Something fishy going on here — and oddly enough it’s down in Phoenix, not at the Tonto Creek Fish Hatchery.
Crews at the Arizona Department of Game and Fish hatchery yesterday delivered a load of fish to Woods Canyon Lake, but fear an imminent state government shutdown may prevent them from releasing another 5,000 fish into Rim Country streams before the big Fourth of July weekend.
The hatchery puts out at least 5,000 fish weekly, about half going to Rim Country lakes like Bear Canyon, Woods Canyon, Willow Springs and Knoll. The hatchery also once a week stocks thousands of fish into the East Verde, Tonto, Haigler and Christopher creeks.
The hatchery had planned to stock the East Verde on Wednesday, taking advantage of relatively high flows of cold water released by the Salt River Project at its pipeline from the Blue Ridge Reservoir that empties into the river at Washington Park.
However, hatchery manager Bruce Denova said the whole hatchery will shut down if the state can’t pass a budget by midnight on Tuesday. In that case, the hatchery won’t stock any more streams until the legislature and the governor strike an agreement.
In fact, the hatchery will have to scrounge about for a nonpaid volunteer to feed the growing fish for next year. It takes 18-24 months in the the hatchery’s protected tanks for a trout to get big enough for release.
“We’ve got a lot of turmoil going on,” said Denova of the state budget situation. “They’re threatening to shut down state government tomorrow, so this week is kind of iffy.”

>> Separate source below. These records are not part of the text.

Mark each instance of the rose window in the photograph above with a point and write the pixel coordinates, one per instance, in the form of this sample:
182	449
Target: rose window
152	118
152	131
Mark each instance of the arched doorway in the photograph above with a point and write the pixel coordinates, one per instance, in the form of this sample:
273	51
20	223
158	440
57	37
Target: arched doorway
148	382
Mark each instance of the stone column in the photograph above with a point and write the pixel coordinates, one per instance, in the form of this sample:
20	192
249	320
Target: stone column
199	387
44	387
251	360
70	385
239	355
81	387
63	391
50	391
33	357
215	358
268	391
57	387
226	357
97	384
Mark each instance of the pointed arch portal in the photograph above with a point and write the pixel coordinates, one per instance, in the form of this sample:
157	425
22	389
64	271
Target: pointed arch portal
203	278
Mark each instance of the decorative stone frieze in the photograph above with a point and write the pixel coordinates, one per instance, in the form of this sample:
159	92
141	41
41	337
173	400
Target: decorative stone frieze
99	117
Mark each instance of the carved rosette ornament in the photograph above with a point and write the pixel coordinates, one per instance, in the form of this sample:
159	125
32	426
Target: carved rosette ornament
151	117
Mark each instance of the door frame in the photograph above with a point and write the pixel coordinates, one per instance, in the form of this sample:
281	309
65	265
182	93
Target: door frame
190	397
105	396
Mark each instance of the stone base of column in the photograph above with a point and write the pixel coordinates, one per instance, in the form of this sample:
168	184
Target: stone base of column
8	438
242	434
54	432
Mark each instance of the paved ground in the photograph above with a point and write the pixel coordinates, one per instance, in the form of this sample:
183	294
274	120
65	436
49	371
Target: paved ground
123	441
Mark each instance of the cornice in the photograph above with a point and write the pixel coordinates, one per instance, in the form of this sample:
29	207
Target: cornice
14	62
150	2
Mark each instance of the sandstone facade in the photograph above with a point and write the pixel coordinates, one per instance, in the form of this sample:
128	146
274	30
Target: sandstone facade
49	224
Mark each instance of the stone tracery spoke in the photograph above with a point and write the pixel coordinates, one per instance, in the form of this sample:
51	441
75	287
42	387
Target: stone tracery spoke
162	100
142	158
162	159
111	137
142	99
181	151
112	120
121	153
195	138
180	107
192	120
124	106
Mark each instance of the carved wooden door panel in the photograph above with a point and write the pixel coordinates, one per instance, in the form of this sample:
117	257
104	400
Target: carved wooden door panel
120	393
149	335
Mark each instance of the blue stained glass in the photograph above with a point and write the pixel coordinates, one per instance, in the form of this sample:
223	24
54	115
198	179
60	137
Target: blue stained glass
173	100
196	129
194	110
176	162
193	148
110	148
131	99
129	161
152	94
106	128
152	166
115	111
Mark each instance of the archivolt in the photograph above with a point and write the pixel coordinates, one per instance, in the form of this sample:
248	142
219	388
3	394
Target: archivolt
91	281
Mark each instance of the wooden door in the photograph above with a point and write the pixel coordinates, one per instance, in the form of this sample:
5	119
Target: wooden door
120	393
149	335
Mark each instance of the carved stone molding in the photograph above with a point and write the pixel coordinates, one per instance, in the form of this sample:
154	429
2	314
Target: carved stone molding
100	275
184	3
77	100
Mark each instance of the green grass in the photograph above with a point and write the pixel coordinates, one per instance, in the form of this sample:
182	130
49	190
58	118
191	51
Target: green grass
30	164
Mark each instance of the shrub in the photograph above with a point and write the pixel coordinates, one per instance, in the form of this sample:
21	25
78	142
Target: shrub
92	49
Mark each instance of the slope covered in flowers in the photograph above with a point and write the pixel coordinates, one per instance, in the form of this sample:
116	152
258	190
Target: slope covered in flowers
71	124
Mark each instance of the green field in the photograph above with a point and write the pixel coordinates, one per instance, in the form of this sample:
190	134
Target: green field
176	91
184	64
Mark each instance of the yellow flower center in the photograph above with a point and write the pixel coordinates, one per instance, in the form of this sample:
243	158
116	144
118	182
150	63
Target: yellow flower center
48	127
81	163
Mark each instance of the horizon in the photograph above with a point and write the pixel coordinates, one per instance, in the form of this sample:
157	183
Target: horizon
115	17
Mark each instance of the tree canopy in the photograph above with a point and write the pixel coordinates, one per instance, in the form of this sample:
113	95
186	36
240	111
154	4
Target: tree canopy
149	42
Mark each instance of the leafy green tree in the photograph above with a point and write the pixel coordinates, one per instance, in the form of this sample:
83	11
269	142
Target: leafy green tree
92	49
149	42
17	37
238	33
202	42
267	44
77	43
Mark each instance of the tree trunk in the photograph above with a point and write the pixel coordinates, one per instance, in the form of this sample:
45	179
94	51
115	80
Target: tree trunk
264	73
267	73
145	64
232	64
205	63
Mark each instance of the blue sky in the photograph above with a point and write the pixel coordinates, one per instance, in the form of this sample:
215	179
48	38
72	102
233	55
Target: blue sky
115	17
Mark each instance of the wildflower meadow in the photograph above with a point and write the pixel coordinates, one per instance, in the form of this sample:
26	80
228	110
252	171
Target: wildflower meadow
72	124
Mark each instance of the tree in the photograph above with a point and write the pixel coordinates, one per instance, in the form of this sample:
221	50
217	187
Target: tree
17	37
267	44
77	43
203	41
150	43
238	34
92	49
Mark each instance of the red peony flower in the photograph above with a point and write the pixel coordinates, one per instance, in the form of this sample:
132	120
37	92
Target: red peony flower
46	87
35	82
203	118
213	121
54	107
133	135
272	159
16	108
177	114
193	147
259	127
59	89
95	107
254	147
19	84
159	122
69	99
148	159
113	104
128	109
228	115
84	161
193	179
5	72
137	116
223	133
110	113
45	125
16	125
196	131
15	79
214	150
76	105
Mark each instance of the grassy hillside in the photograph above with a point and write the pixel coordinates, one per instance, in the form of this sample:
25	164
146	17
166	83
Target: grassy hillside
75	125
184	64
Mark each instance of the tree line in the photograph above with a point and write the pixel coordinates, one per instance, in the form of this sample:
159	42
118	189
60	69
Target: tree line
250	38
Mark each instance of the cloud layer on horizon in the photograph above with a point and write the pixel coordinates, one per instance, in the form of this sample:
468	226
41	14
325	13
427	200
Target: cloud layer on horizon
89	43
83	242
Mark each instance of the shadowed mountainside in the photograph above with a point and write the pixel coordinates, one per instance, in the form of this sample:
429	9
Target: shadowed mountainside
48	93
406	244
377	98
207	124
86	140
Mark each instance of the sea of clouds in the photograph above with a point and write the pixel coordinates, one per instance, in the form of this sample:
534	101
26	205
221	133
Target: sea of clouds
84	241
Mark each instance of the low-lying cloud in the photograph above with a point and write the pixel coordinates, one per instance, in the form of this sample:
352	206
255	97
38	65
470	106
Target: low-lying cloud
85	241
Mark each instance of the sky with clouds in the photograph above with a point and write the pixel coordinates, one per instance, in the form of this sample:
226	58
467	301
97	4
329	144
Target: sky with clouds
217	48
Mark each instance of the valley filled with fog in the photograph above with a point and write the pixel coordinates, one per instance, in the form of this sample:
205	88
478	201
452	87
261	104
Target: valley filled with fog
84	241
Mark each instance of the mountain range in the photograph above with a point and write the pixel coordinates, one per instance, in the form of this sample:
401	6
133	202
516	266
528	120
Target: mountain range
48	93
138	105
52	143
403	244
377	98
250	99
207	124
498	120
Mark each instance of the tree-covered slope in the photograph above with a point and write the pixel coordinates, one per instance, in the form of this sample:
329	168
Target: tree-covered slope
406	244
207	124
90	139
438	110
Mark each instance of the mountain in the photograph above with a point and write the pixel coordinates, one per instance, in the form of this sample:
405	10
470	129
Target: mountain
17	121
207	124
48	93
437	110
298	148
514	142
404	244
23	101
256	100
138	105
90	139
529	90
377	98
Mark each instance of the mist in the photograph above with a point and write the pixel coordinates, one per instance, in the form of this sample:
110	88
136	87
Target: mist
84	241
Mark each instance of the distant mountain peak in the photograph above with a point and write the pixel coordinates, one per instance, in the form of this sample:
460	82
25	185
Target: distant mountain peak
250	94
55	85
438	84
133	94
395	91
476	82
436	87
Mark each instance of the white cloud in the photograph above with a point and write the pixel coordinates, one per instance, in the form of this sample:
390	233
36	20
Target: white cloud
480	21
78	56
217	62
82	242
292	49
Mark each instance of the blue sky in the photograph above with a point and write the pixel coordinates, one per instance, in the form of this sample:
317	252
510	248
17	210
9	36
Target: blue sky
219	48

Usually, the hatchery significantly increases the number of fish put into Rim Country lakes and streams prior to a big holiday weekend.

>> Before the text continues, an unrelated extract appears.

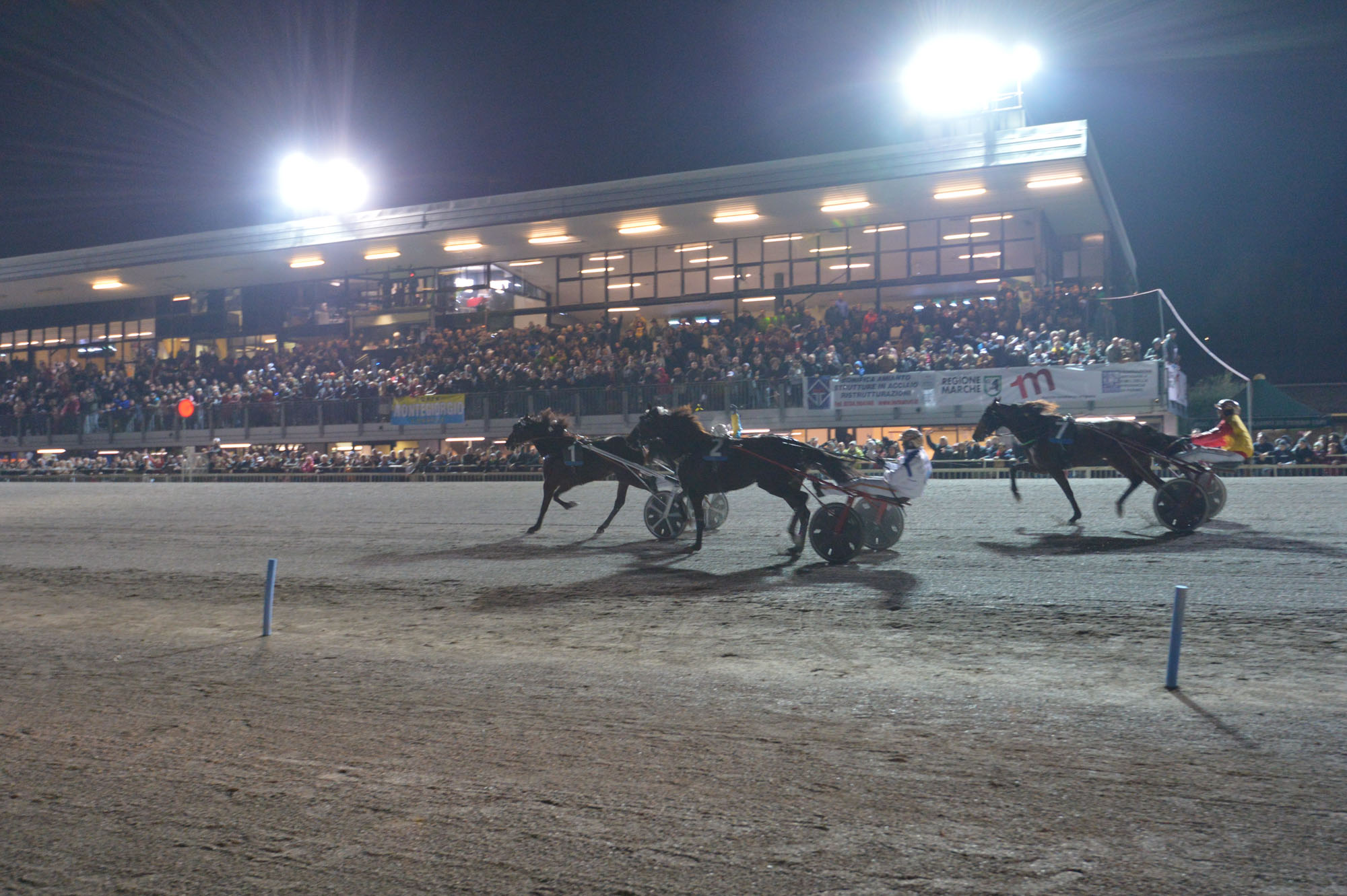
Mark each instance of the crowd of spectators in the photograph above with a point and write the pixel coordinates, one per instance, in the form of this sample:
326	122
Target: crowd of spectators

The Rim lakes draw more anglers than any other area of the state, especially on a torrid Fourth of July weekend. The hatchery crews even manage to stock fish into Bear Canyon Lake, taking a gated road down to the spillway at the dam to stock one of the less accessible and therefore most productive of the Rim lakes.
But this year, even the lower elevation streams have gotten a steady supply of fish.
Fortunately, this year, the release of Blue Ridge water into the East Verde has kept the temperatures below the 72- or 73-degree cutoff for stocking rainbow trout. Usually by now, the fish stockers will have abandoned the lower elevation spots like the big pool near the entrance to East Verde Estates. But the flush of cool water has extended the fishing season downstream in all of the roughly 25 spots on the East Verde the truck visits each week.
The hatchery releases a similar number of fish into Tonto Creek, which remains stockable all summer long given the altitude and the dense shading from pines along most of its course. The truck trundles all the way down to Bear Flat, which often has good fishing since most of the anglers hit the more easily accessible stretches of the creek north of the highway at Kohl’s Ranch.
The Game and Fish hauler also stocks at several locations along Christopher Creek, including one stretch near the store and near the campground at the end of the road.
Finally, the fish truck driver schleps buckets full of fish into hard-to-reach stretches of Haigler Creek, off the dirt road to Young.
“We carry buckets of fish down the cliff just for fishermen” on Haigler Creek, said Denova.
So, like many other state workers, the hatchery guys will wait out Tuesday, wondering whether this Fourth of July will be the one that got away.